How do you pick it safely?

It’s important to know that only the flowers of gorse are considered edible – and not in very large quantities. The seed pods should never be eaten. As with some other members of the pea family, gorse contains toxins, but only in small amounts, and it is not harmful in small quantities.

It should not be confused with broom which contains higher amounts of toxins (easy to distinguish, because broom does not have the painful thorns). Picking can be a painful affair if not done slowly and carefully, but gloves can make the work more clumsy, so just use your bare hands and take your time.

How would you advise people eat them? Do they have to be cooked?

Gorse flowers can be eaten raw or cooked (but not in large quantities). They have a taste somewhere between coconut and pea (you might have experienced that tropical coconut smell when walking among gorse on a sunny day – in fact, the flowers will be sweeter and tastier when harvested in sunlight).

Gorse ice cream

This flavour makes them an excellent garnish on Asian dishes such as Thai curries, and they add a nice flavour and colour to salads. The flowers can be infused into cordial. I also infuse them into white rum with sugar to make a tropical coconutty liqueur.

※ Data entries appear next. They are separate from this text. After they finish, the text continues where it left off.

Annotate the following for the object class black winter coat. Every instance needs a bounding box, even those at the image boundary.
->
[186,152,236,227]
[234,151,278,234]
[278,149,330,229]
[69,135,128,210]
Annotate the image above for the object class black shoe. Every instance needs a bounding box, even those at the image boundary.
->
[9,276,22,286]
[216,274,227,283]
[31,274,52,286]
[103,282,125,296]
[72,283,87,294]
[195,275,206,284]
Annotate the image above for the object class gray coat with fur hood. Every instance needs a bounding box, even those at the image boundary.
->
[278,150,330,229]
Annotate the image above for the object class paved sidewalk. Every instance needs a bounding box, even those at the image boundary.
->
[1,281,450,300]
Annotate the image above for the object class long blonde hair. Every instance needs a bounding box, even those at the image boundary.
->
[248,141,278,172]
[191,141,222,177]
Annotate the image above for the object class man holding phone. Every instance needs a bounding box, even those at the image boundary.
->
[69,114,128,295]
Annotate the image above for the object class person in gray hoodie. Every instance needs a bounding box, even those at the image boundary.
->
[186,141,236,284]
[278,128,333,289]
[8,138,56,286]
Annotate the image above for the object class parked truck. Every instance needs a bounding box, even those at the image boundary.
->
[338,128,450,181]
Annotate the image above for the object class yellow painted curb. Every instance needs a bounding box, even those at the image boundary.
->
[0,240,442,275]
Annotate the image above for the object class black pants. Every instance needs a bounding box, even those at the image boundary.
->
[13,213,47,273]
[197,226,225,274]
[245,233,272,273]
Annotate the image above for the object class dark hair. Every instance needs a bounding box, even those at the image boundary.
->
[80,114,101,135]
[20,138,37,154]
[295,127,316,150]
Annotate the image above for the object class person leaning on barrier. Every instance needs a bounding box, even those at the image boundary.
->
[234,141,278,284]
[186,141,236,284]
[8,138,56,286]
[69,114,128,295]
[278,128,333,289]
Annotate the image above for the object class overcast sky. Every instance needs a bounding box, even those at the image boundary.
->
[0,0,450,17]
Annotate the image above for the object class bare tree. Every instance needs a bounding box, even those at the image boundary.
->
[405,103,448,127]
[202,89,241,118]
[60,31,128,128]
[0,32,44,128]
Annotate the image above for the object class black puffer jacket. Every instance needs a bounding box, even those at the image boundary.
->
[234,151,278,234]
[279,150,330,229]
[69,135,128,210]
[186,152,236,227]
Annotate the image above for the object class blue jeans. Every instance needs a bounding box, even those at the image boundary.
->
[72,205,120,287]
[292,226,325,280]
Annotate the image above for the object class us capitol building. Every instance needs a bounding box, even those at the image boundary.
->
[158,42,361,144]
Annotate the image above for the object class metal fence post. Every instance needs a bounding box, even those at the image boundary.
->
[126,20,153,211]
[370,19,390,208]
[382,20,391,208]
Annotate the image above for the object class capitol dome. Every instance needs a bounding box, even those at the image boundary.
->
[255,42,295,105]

A favourite annual recipe is gorse ice cream – the flavour really shines in cream-based desserts.

Common Sorrel

Common Sorrel (rumex acetosa) is in season year-round.

Can you tell me a bit about it?

Sorrel is an abundant plant which can be found growing in all manner of grassy environments, including verges, hedgerows, woodland edges, meadows, parks and on lawns and playing fields. It is a popular wild edible with a taste that is lemony and sharp – the name derives from the French for “sour”.

Sorrel is sometimes cultivated as a salad vegetable, though it is so abundant and easy to find that it is not necessary to do so.

How do you pick it safely?

Sorrel is one of the easiest wild plants to identify and one that I regularly teach on my courses. When young it has oval leaves, older leaves become longer and more pointed. It always has tails where the leaf meets the stem. These tails will be pointed at their ends, unlike the tails on toxic Lords and Ladies (Arum maculatum) which have rounded tails. It’s best to harvest the leaves before they flower.

How would you advise people eat them? Do they have to be cooked?

The leaves of sorrel can be eaten both cooked and raw. Much like spinach and rhubarb it contains oxalic acid so avoid eating it in very large quantities (though it would be very time consuming to gather enough leaves for this to be a problem).

Leanne Townsend with some of her foraged goods

Young leaves are good either in salads, pesto, and in dips and houmous. They taste sharp and citrussy and are one of the most popular wild nibbles on my courses.

Cooked, the leaves work wonderfully in a sauce for fish, or creamed (as you would spinach) as a side vegetable. They can also be used in a number of sweet dishes including tarts and sorbet. Sorrel works well with dairy and is interesting added to ice cream.

A favourite use is adding the leaves to soup. I always use a handful of sorrel leaves in a wild salsa verde, and blended with yoghurt it makes a great dip for wild garlic mushrooms.